One of his customers said (as he lined up a putt on the miniature golf green), “Where else can you get a cold beer out of the ice box, watch an old black and white movie and get a haircut all at the same time and all at the same price?” “There’s a place nearby that charges $27 for a man’s haircut and $18 per child,” said Mr. Rodgers. “I charge $10.”
“You couldn’t be an idiot and get a barber license when I got mine. We studied from a text as big as a bible. They asked questions on that test about the muscles controlling the eyebrows and we had to distinguish between staph and strep.” He went on to say that “most are cosmetology schools in Texas now. I have had instructors send their students to me to show them how to taper a man’s hair. Nowadays they ask a man if he wants a “one, two or three” and depending on his answer they slap on an attachment and run the clippers over his head.”

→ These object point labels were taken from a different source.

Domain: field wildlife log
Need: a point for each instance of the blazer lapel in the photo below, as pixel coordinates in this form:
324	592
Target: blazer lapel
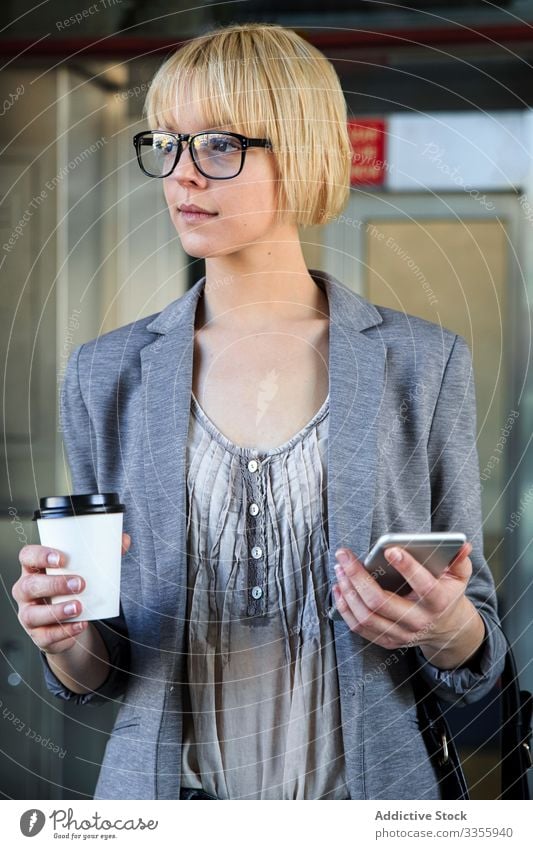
356	375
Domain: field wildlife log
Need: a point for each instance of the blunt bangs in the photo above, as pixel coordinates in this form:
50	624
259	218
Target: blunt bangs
266	81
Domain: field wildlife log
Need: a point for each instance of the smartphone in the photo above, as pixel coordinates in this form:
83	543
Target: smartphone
433	550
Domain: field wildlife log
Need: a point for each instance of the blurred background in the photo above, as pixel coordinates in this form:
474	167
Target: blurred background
439	224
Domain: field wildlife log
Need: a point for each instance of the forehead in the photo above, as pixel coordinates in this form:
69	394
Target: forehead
191	105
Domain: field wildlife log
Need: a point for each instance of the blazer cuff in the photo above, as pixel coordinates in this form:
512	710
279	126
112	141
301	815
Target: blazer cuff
471	682
113	686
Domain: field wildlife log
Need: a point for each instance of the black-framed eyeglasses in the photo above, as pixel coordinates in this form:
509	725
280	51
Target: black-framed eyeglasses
216	155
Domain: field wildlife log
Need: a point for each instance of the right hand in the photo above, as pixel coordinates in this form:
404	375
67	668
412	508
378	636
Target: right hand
46	623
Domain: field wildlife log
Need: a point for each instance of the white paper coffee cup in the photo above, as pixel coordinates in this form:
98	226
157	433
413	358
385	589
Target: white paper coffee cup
88	529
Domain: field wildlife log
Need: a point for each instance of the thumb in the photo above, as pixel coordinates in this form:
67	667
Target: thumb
461	565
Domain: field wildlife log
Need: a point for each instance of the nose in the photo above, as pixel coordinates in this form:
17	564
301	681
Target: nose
186	170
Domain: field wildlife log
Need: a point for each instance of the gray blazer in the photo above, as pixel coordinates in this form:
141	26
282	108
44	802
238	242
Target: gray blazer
401	457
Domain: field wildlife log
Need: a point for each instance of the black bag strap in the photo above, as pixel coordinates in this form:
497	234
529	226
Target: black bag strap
437	736
515	740
515	734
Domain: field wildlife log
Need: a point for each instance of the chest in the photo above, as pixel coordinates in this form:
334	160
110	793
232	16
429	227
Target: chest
261	388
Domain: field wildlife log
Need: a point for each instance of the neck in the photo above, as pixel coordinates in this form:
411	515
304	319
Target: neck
262	289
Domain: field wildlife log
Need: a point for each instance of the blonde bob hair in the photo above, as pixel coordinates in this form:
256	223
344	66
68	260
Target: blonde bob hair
263	80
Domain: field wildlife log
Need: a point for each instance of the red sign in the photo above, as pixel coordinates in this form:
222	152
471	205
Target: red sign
367	136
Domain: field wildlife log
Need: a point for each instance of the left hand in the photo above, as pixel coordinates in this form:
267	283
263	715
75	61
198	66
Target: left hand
436	615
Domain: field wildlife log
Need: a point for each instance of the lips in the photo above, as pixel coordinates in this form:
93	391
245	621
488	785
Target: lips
192	209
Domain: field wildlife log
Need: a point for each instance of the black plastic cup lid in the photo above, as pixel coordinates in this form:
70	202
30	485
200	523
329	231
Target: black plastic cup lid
60	506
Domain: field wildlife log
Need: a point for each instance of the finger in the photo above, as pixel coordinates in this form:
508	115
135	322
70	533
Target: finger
47	637
126	543
369	625
38	586
461	565
388	604
377	624
38	557
38	615
417	576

I try to get to church early so I can get one of those good seats on the back row. From that vantage point I can take notice of nearly all the men’s haircuts in the congregation. Sure enough, most look like they’re right out of the military operations manual—not unlike that given to Elvis Presley when he was drafted. Oh, the lengths vary a little depending on whether they wanted a “one, two or a three,” but they are essentially all the same.
Alas, where have all the barbers gone? Gone to cosmetologists every one.